A Comissão Vitivinícola Regional de Lisboa – Vinhos de Lisboa – sugere para este prato o vinho Quinta do Gradil Arinto 2019.

As propriedades organoléticas da casta Arinto, com destaque para os aromas cítricos e a acidez característicos desta variedade de uva branca, aliadas à frescura conferida pela sensação de salinidade, relacionada à influência dos ventos Atlânticos e ao processo de enologia a que é submetida na adega, reúnem os atributos ideias, para “limpar” o palato da gordura deste prato tipicamente alentejano.

 As mais antigas referências escritas encontradas sobre a Quinta do Gradil remontam ao final do século XV, num documento régio de D. João II que data de 14 de fevereiro de 1492. No séc. XVII na Quinta do Gradil vivia-se da lavoura. O vinho era natural, muito próximo à definição inicial: mosto de uva fermentado. Não existia tecnologia nem sulfitos adicionados. Entre 1765 e 1766 dois alvarás do rei D. José I decretaram o arranque de vinhas na região do Cadaval. Mas uma vistoria veio considerar as terras da Quinta do Gradil como aptas a produzir vinhos de bom lote.

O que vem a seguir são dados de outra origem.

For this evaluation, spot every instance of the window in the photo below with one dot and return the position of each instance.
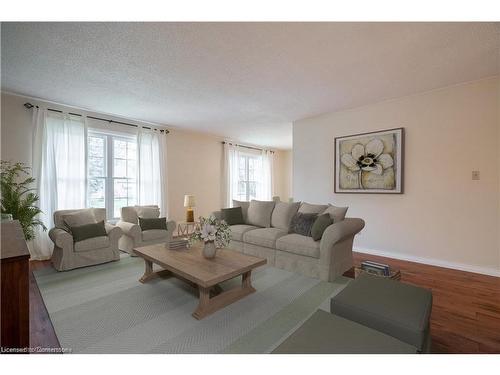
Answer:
(112, 172)
(249, 168)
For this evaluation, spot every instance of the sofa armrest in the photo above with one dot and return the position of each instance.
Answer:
(114, 232)
(130, 229)
(217, 214)
(336, 247)
(336, 232)
(61, 238)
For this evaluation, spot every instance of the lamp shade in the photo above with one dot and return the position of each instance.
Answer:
(189, 201)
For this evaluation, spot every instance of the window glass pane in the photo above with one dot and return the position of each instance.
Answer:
(120, 148)
(96, 191)
(119, 168)
(97, 167)
(96, 146)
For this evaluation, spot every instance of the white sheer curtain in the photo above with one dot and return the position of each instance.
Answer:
(230, 173)
(59, 167)
(152, 171)
(262, 172)
(265, 185)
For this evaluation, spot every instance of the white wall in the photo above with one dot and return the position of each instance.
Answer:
(194, 159)
(443, 217)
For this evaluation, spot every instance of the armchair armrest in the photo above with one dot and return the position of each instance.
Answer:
(130, 229)
(61, 238)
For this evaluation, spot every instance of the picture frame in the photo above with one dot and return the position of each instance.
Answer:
(369, 163)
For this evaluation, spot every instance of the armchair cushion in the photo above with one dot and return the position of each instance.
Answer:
(154, 234)
(92, 244)
(86, 231)
(153, 223)
(74, 219)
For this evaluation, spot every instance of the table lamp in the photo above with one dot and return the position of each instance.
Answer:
(189, 203)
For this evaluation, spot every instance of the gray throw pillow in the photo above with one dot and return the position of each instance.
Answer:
(244, 208)
(259, 213)
(320, 224)
(86, 231)
(336, 213)
(153, 223)
(283, 213)
(302, 223)
(307, 208)
(232, 216)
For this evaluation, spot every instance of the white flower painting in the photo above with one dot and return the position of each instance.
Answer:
(370, 162)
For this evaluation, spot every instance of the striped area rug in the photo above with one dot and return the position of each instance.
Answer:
(104, 309)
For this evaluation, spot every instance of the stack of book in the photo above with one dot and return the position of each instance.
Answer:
(376, 268)
(178, 244)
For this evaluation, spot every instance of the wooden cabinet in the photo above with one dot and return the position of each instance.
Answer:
(15, 286)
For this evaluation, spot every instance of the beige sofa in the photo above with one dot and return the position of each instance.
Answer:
(325, 259)
(68, 255)
(133, 236)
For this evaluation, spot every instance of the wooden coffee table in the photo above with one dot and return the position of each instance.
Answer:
(205, 274)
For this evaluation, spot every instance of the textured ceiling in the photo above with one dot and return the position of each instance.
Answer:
(245, 81)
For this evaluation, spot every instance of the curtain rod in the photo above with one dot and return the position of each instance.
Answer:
(252, 148)
(29, 106)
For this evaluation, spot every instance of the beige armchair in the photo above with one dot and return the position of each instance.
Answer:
(68, 255)
(133, 236)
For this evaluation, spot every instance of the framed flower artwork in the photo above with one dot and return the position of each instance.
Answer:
(370, 162)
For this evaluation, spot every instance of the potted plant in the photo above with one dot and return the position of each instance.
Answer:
(18, 198)
(214, 233)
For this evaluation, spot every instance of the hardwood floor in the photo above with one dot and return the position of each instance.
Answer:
(465, 314)
(466, 306)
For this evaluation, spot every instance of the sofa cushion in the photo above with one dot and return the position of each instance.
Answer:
(320, 224)
(336, 213)
(244, 208)
(153, 223)
(298, 244)
(396, 309)
(86, 231)
(265, 237)
(283, 213)
(233, 215)
(259, 213)
(302, 223)
(92, 244)
(148, 212)
(307, 208)
(154, 234)
(77, 218)
(237, 231)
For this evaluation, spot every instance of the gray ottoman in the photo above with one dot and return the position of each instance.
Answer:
(399, 310)
(325, 333)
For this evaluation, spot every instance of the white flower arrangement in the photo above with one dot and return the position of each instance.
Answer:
(212, 229)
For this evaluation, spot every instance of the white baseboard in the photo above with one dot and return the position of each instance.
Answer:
(432, 262)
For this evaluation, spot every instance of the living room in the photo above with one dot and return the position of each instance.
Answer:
(251, 187)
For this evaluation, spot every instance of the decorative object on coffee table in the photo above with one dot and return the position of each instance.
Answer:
(185, 228)
(370, 162)
(204, 274)
(214, 233)
(189, 203)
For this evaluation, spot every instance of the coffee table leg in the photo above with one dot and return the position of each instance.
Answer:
(209, 305)
(149, 274)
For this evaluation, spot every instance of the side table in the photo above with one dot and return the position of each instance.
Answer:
(185, 228)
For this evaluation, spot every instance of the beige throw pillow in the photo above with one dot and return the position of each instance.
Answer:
(336, 213)
(283, 214)
(259, 213)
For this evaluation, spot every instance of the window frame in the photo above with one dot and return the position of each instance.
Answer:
(109, 178)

O segundo momento mais determinante surgiu no século XIX com dona Maria do Carmo Romeiro a a desempenhar o papel principal.  A jovem herdou a quinta do seu pai, que a tinha adquirido, e transformou-a numa bem-sucedida exploração agrícola e simultaneamente num lugar de recreio e lazer.

Mais tarde surge na história da Quinta do Gradil a ligação ao Marquês de Pombal, através da filha de Maria do Carmo, que lhe herdou o mesmo nome, e que se casou com aquele que viria a ser o 6° Marquês de Pombal.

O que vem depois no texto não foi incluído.